既生瑜,何生亮。
新棠拿過一本摺子隨便翻了翻,這本是王衍遞上來的,上面說本來追著幾個潛入城裡的蠻夷人後面去查,卻一無所獲,懷疑是李獻淮的聲東擊西。
她奇道,“現在幽州城裡竟還有蠻夷人?”
兩軍開戰,除了來使,是容不下其他異族在眼皮子底下晃悠的,自陰陽山那一戰之後,幽州城裡的蠻夷人被殺的殺、逃的逃,幾乎都消失了個一乾二淨,這摺子上的蠻夷人又是什麼時候出現的?
太子蹙了蹙眉,似是對現下的情況很不滿意。新棠見狀,放下摺子輕揉的在他額頭緩緩的揉了起來。
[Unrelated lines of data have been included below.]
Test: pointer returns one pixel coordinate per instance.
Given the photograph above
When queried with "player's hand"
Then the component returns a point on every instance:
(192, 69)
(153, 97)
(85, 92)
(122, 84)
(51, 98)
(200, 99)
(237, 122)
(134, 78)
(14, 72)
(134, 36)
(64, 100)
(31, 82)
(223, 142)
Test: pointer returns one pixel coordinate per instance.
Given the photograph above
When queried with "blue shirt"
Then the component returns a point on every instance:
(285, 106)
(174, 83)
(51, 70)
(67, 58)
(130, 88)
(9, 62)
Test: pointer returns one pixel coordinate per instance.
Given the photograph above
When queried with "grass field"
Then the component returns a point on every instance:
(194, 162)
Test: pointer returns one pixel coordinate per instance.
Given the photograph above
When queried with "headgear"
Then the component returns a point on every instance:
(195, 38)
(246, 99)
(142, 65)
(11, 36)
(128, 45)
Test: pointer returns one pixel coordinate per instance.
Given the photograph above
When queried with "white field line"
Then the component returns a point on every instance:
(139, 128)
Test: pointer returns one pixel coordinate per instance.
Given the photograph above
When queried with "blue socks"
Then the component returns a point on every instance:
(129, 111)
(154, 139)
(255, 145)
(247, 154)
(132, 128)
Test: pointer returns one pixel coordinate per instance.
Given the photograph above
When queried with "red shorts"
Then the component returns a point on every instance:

細膩的手指和輕緩的力道,再加上新棠身上淡淡的清香,很有讓人舒緩的功效。太子的眉頭漸漸的舒展,手上動作沒停,往後握住了新棠的手,頭也放鬆的靠在她懷裡,靜靜的合上了眼。
新棠呼吸都變輕了,但她知道太子沒睡著。果然,下一步便聽他道,“城門口侍衛發現的那幾個蠻夷人,是一直跟在李獻淮身邊的,幾乎是寸步不離,也有人親眼在城裡看到過他們一同出現在了客棧,所以才會這般大張旗鼓的找人,誰曾想,找著找著,竟讓人越藏越緊。”
太子頓了頓,睜開了眼睛,捏了捏新棠的手,把人拽到了腿上,從後往前抱著,下巴擱在她肩膀上,視線卻落在了攤開的摺子上,一字一句道,“你說,我這三弟會藏在哪呢?”
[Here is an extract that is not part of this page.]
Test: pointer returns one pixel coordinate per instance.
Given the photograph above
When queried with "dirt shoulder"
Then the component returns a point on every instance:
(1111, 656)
新棠想到了她所在的那個網際網路的數位化時代,每個人存在的軌跡都不可被磨滅,都有蹤跡可循。換句話來講,只要李獻淮還在城裡,那麼他的存在,必定會在哪一方面露出破綻。
想到此,新棠提醒道,“殿下,王將軍他們會不會找錯了方向?”
太子偏頭望她,呼吸間的熱氣一掃到了她的臉頰。新棠耳朵有些熱,往遠側了側,接著道,“不論是您,還是王將軍,抑或是耿將軍,對李獻淮的關注度都遠遠的高過他身邊的蠻夷人,以李獻淮的心思,他定是抓住你們這種想法,所以無論如何也不會讓你們找到的,他身邊的人自然也得了他的命令不會留下蛛絲馬跡。”
這是明面上大家都想得到的,所以也走進了一個死局。
太子知道新棠要說的話還在後面。